I just threaded the sticks thru the grates of the MES, it worked to get by but I'm really wanting to do the mod Richie suggested !


----------



## WaterinHoleBrew (Oct 1, 2016)

tropics said:


> tddeangelo said:
> 
> 
> > How'd you rig up the inside of your MES to hang them like that?
> ...



Great mod, thanks again for sharing this Richie !  Thumbs Up


----------



## WaterinHoleBrew (Oct 1, 2016)

tropics said:


> Justin nice job on them sticks I am almost out myself. Good luck in the coming season Points
> Richie
> 
> Thumbs Up



Thanks Richie, they should be some help hiking the hills here in a few weeks !  Appreciate the nice words, point & good luck !


----------



## GaryHibbert (Oct 2, 2016)

I missed this one somehow Justin.  Those are real good looking sticks--great job stuffing those little fellas!!

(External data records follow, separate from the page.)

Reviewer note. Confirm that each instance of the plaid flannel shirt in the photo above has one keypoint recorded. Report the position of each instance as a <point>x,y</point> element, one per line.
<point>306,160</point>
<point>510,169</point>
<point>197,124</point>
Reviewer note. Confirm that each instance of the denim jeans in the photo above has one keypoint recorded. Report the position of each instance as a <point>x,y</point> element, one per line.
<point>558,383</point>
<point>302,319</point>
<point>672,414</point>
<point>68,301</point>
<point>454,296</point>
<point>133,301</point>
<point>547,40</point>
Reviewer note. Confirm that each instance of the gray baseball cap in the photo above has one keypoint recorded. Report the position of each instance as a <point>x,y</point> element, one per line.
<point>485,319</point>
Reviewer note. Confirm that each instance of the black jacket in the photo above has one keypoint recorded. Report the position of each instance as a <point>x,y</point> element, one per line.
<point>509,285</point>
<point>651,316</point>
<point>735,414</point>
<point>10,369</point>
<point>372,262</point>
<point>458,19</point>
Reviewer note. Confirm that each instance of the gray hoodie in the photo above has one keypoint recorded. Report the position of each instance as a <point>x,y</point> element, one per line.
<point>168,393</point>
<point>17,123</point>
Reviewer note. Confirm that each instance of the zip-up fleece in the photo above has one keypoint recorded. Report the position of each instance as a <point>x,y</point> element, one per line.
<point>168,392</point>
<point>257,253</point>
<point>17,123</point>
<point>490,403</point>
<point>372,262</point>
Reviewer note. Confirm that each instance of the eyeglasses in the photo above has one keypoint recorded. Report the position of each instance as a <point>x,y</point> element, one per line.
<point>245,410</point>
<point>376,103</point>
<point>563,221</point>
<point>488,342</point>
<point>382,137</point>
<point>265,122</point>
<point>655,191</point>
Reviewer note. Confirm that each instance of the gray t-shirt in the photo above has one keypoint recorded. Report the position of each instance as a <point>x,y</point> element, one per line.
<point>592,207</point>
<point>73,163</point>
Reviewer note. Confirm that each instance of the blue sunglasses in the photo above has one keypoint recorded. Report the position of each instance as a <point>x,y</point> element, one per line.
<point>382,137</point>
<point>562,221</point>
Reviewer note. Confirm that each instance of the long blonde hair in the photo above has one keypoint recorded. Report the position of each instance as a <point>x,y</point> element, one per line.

Just hang a few of those sticks out as bait and all the game will be lining up to be included in the next batch.  LOL.

POINTS

Gary


----------



## WaterinHoleBrew (Oct 4, 2016)

Betaboy said:


> Awesome job and nice Qview!!!
> :points:



Appreciate it man, thanks for the point too !


----------



## WaterinHoleBrew (Oct 8, 2016)

Bearcarver said:


> Better Late than Never!!
> 
> Beautiful Sticks you got there Justin!!:drool ----:points:
> 
> ...



Hey Bear, thanks for dropping a line & the point !  Appreciate the nice words.   There's so many great threads on here anymore, it's hard to keep up with em all !


----------



## WaterinHoleBrew (Oct 8, 2016)

GaryHibbert said:


> I missed this one somehow Justin.  Those are real good looking sticks--great job stuffing those little fellas!!
> 
> Just hang a few of those sticks out as bait and all the game will be lining up to be included in the next batch.  LOL.
> 
> ...



Thanks Gary, these turned out tasty just had to put em in the freezer to last til hunting !  LOL.  Appreciate the nice words & point !  BTW, I'm gonna try your baiting idea !  :biggrin:


----------



## tropics (Oct 31, 2016)

Justin I can't thank you enough Those sticks you sent I haven't tried yet but they do look great.

Thank You again Buddy

Richie


----------



## tropics (Nov 7, 2016)

tropics said:


> Justin I can't thank you enough Those sticks you sent I haven't tried yet but they do look great.
> 
> Thank You again Buddy
> 
> Richie


Justin That Pepperoni is fantastic I'll let you know when I try the 7 pepper.

Thanks Again 

Richie


----------



## WaterinHoleBrew (Nov 9, 2016)

tropics said:


> tropics said:
> 
> 
> > Justin I can't thank you enough Those sticks you sent I haven't tried yet but they do look great.
> ...



Glad you liked them Richie, thanks again for the sausage rack !


----------